Coming Out as an Ally: Why Pride is Personal for Me
Katie Burke

This comes from a good-hearted place, but Coming Out Day is not for you. Being an ally does not mean the same thing, and your struggles on mine and other LGBT+ peoples behalf, are still optional. You have the privilege of being cis and straight and you write an article about your brother’s story coming out and make this about you. This is not appropriate.

Did your brother give you the idea to come out today, did he ask you specifically to write this story about him? Is he okay with this coming up when possible employers google his name?

I know you mean well, but writing this article is not what a good ally does. Not unless specifically asked to. I have yet to meet another non cis non straight person who hasn’t criticized cishets “coming out” as allies.

What are you coming out of? What kind of prison of cisheteronormativity have you been pushed into all your life that you didn’t fit?

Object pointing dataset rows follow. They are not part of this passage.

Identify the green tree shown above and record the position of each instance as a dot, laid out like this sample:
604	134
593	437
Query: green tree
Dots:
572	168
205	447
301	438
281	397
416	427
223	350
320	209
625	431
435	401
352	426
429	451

Have you been denied jobs, shelter, medical care, therapy the way I have? (I know not everyone has gone through all of that, but many of us who are forcibly out, such as me as a trans person, have at least seen some of it.)

I suggest you look further into the topic of tokenizing because this is what you are doing. You are not a hero for being a decent person and then writing a human interest story about someone else’s life to you. Let your brother’s gratefulness be enough, let the members of my community have our own dedicated days without allies putting the focus on them.